Menurut Carik Kalurahan Tegalrejo, Sugiyanto, dalam penutupan agenda Workshop Capacity Building Remaja Bergerak (Sabtu, 30/10) pelaksanaan Workshop tersebut patut dibanggakan karena perannya yang sangat penting dalam gerakan cegah stunting 8.000 HPK di Kalurahan Tegalrejo, Kepanewon Gedangsari, Kabupaten Gunungkidul.

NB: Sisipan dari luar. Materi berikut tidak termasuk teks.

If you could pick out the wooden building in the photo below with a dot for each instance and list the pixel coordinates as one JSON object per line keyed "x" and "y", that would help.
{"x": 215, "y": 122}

Kegiatan Remaja Bergerak memberikan informasi baru mengenai kondisi stunting secara kompleks. Lilik, salah satu remaja peserta Workshop Capacity Building, berharap agenda ini dapat diselenggarakan di seluruh Kepanewon di Kabupaten Gunungkidul karena manfaat yang ia rasakan begitu banyak terutama dalam hal pengetahuan dan keterampilan yang diperoleh. Remaja baik laki-laki maupun perempuan dilibatkan dalam upaya menciptakan generasi unggul bebas stunting.
"Selama ini program 1000 HPK saja yang sudah ada Perbup-nya di Kabupaten Gunungkidul. Remaja Bergerak 8.000 HPK ini, memunculkan harapan untuk memutus kemunduran dan menyongsong generasi yang lebih baik, tentunya dengan upaya yang dilakukan secara konsisten dan berkelanjutan. Konsep 8.000 HLK dengan menggerakkan remaja yang digagas oleh tim peneliti, merupakan sebuah terobosan baru yang dibutuhkan dalam rangka percepatan penurunan stunting di Kabupaten Gunungkidul," kata Nutrisionis Puskesmas Gedangsari 2, Dewi Setiyaningsih.